По материалам советской прессы:
«…Не менее интересен рассказ корреспонденту «Известий» начальника водолазной службы производственного объединения «Арктикаморнефтегазразведка» Владимира Захарченко: «Глубина там была 174 метра. Грунт ровный, плотный – песок и мелкая ракушка. Безо всяких перепадов глубины. И буквально на третий день мы нашли самолет. У меня было представление такое, что он будет целый. Ну, может, чуть покореженный. Водолазы зайдут внутрь этого самолета и все увидят, что там есть. Но на самом деле он был очень сильно разрушен — разнесен, что называется, в щепки. Самое крупное, что мы увидели, это несущие конструкции, длина полтора-два метра, ширина 50-60 сантиметров. А остальное – разбито на мелкие кусочки... Но самое главное – это не то, что мы там видели, а чего не видели совсем – водолазы практически не обнаружили человеческих останков...»
Наконец, одним из советских рыболовных траулеров были выловлены предметы, похожие на чёрные ящики авиалайнера. Они были немедленно доставлены на берег и переправлены в Москву. В течение последующего месяца все работы были прекращены, и группировка судов и кораблей советского флота была расформирована, а мы все вернулись по домам. У всех было странное ощущение, что мы искали чёрную кошку в тёмной комнате и ничего не нашли!
До сих пор загадка южнокорейского Боинга не разгадана. По одним сценариям любителей конспирологии на Западе, самолет приземлился где-то на советской территории, пассажиров и экипаж отправили в сибирские лагеря. Был даже создан международный общественный комитет по их освобождению. По другим – опытные южнокорейские пилоты сумели посадить самолет в Японии, и пассажиры были эвакуированы.
В качестве доказательств этих гипотез приводятся описания «таких случаев», например, инженер, обсуживавший электронные системы на борту южнокорейского авиалайнера, неожиданно позвонил матери, но лишь успел сообщить, что с ним все в порядке, после чего сразу же повесил трубку. Появлялись и сообщения о том, что пассажиров «Боинга» часто встречали их знакомые, но «воскресшие» делали вид, что те обознались. Есть и размещенное в интернете заявление американки, чей отец, кадровый разведчик, не стал садиться на рейс 007 буквально за десять минут до вылета – по совету своих сослуживцев.
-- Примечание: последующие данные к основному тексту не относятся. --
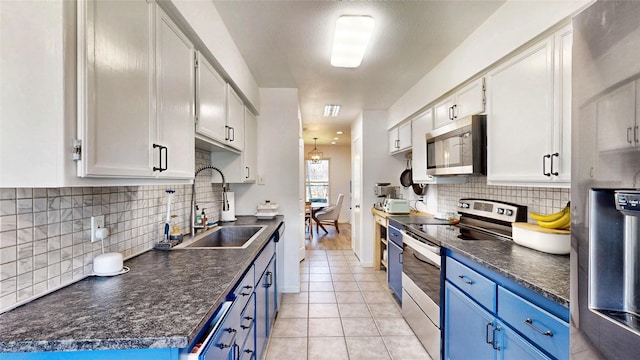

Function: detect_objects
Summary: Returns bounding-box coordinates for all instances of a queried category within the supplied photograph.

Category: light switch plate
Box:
[91,215,105,243]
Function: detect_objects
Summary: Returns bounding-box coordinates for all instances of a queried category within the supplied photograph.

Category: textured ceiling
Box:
[213,1,505,145]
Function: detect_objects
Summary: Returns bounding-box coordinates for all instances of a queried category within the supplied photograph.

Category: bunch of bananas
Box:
[529,202,571,229]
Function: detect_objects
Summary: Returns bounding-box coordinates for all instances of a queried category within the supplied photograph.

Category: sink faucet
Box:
[191,166,229,236]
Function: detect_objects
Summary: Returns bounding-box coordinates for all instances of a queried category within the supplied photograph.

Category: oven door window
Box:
[403,245,441,306]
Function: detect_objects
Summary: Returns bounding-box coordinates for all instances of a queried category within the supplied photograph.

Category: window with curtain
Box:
[306,159,329,202]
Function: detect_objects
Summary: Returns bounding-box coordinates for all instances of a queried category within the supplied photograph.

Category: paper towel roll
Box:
[221,192,236,222]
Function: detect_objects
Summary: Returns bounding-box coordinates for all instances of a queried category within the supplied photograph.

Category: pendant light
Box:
[309,138,323,164]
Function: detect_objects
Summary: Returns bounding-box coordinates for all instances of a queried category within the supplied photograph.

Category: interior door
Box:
[352,137,362,260]
[299,137,306,262]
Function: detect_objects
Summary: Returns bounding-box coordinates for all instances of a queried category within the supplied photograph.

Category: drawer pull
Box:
[217,328,237,349]
[524,318,553,337]
[241,316,254,329]
[485,322,494,345]
[492,326,501,350]
[458,275,474,285]
[240,285,253,296]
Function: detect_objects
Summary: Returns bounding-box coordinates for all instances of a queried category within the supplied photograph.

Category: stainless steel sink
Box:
[175,225,266,249]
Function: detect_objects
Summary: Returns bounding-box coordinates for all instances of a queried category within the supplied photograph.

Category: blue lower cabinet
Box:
[444,252,568,360]
[387,239,403,301]
[444,282,496,360]
[1,348,179,360]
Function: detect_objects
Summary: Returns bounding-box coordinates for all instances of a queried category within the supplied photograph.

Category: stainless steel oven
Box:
[400,227,443,360]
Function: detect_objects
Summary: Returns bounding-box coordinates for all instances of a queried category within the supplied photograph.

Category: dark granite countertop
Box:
[390,215,570,307]
[0,216,284,353]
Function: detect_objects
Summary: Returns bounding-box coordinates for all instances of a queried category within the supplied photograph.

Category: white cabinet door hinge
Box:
[72,139,82,161]
[194,52,199,69]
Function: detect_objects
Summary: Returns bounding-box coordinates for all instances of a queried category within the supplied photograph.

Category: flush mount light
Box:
[323,104,341,117]
[331,141,337,145]
[334,137,339,140]
[330,15,374,68]
[336,131,343,135]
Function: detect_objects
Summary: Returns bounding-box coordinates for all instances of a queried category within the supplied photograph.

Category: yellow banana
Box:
[529,207,567,222]
[537,211,571,229]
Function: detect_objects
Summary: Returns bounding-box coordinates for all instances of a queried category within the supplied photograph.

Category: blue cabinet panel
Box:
[444,282,496,360]
[446,257,497,313]
[1,348,179,360]
[387,239,403,301]
[497,320,551,360]
[497,287,569,360]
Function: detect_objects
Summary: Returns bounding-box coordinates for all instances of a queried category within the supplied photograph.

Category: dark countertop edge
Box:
[1,337,189,353]
[0,216,284,354]
[389,215,570,307]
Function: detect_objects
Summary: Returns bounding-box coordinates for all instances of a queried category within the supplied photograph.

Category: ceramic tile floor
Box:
[264,249,432,360]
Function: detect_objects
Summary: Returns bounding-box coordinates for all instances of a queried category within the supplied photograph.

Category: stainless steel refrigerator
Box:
[571,1,640,358]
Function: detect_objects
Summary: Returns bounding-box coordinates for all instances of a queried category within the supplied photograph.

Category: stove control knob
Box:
[497,208,505,215]
[458,202,463,208]
[505,209,514,216]
[461,202,470,208]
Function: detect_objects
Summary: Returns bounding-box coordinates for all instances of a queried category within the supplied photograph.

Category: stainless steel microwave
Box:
[426,115,486,176]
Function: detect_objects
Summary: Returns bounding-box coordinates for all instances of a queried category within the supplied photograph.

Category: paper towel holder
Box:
[221,191,237,222]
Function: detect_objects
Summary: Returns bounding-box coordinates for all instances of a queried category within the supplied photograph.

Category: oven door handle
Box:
[400,230,440,255]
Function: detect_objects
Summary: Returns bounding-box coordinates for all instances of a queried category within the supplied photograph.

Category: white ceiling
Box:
[213,1,505,145]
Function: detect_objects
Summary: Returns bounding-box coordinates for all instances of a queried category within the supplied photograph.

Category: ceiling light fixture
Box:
[323,104,341,117]
[309,138,323,164]
[331,141,336,145]
[336,131,343,135]
[330,15,374,68]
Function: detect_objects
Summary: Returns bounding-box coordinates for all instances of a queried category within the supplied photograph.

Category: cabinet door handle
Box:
[225,125,230,141]
[230,127,235,142]
[153,144,167,172]
[550,152,559,176]
[240,316,254,329]
[266,271,273,287]
[485,322,494,345]
[524,318,553,337]
[452,104,458,119]
[399,252,403,264]
[458,274,473,285]
[492,326,501,350]
[635,125,639,143]
[395,139,400,149]
[542,154,551,176]
[245,166,250,179]
[628,127,633,144]
[448,106,454,120]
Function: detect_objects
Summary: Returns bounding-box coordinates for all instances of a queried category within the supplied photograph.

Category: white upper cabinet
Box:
[77,0,194,180]
[77,0,155,178]
[195,52,227,145]
[211,107,257,183]
[154,6,195,178]
[411,109,433,183]
[434,78,485,129]
[226,85,245,152]
[388,120,412,154]
[487,24,571,187]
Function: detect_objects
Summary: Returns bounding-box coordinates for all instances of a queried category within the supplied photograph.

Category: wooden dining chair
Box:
[315,194,344,234]
[304,201,312,233]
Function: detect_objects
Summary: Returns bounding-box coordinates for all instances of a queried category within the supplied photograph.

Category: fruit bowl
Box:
[512,223,570,255]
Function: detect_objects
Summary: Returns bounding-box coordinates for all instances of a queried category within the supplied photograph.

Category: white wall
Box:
[303,144,351,222]
[233,88,301,293]
[387,0,591,127]
[169,0,260,112]
[352,110,403,267]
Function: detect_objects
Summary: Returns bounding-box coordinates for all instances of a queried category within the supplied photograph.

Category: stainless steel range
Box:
[392,198,527,360]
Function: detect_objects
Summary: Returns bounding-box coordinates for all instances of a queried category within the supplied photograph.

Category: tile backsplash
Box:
[0,149,222,312]
[437,176,570,221]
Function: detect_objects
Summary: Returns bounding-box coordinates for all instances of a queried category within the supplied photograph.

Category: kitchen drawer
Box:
[375,214,387,227]
[388,225,403,247]
[498,286,569,360]
[240,322,256,360]
[233,264,255,304]
[254,240,276,281]
[238,293,255,348]
[446,257,497,312]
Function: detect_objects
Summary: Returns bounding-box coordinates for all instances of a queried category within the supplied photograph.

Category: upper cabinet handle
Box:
[452,104,458,119]
[542,154,551,176]
[448,106,454,120]
[550,153,559,176]
[225,125,230,141]
[635,125,639,143]
[153,144,167,172]
[230,127,235,142]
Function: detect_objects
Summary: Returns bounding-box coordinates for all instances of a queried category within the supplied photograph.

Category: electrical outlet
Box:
[91,215,105,243]
[258,175,265,185]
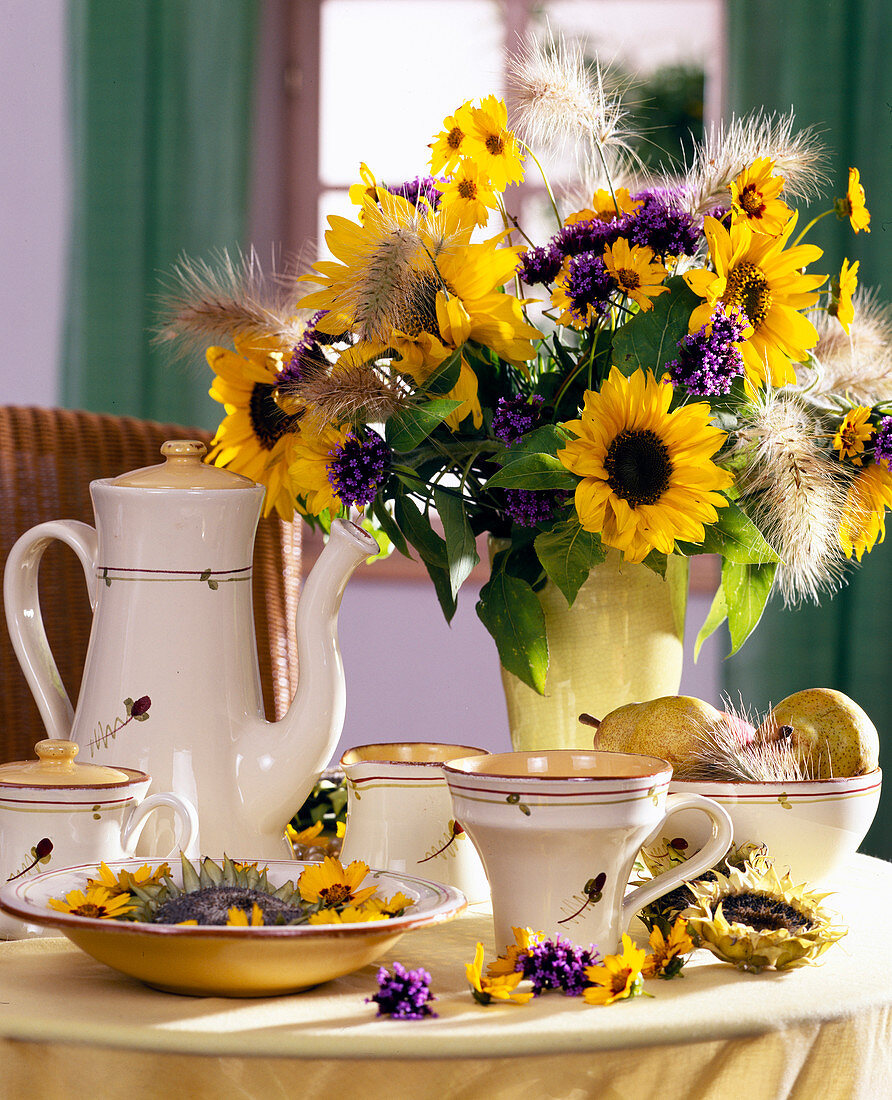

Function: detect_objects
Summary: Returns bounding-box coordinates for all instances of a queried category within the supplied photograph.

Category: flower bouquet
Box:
[160,38,886,701]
Несмотря на все эти гипотезы и версии, Федеральный суд округа Колумбия (США) 7 ноября 1988 года отказался ограничить размер материальных претензий родственников погибших американцев к компании Korean Airlines, признав, что экипаж авиалайнера допустил в ходе полета непрофессионализм и халатность.

По материалам советской прессы:
«Через 2 месяца после катастрофы обломки самолёта были найдены советскими водолазами. Были подняты все приборы, включая бортовые самописцы, однако мировой общественности ничего из поднятого не было доступно вплоть до обнародования результатов расследования второй комиссии ИКАО в 1993 году...»
Рассекреченные документы и данные попавших в руки советских властей бортовых самописцев сбитого «Боинга» свидетельствуют лишь о том, что случилось чудовищное недоразумение, помноженное на атмосферу холодной войны!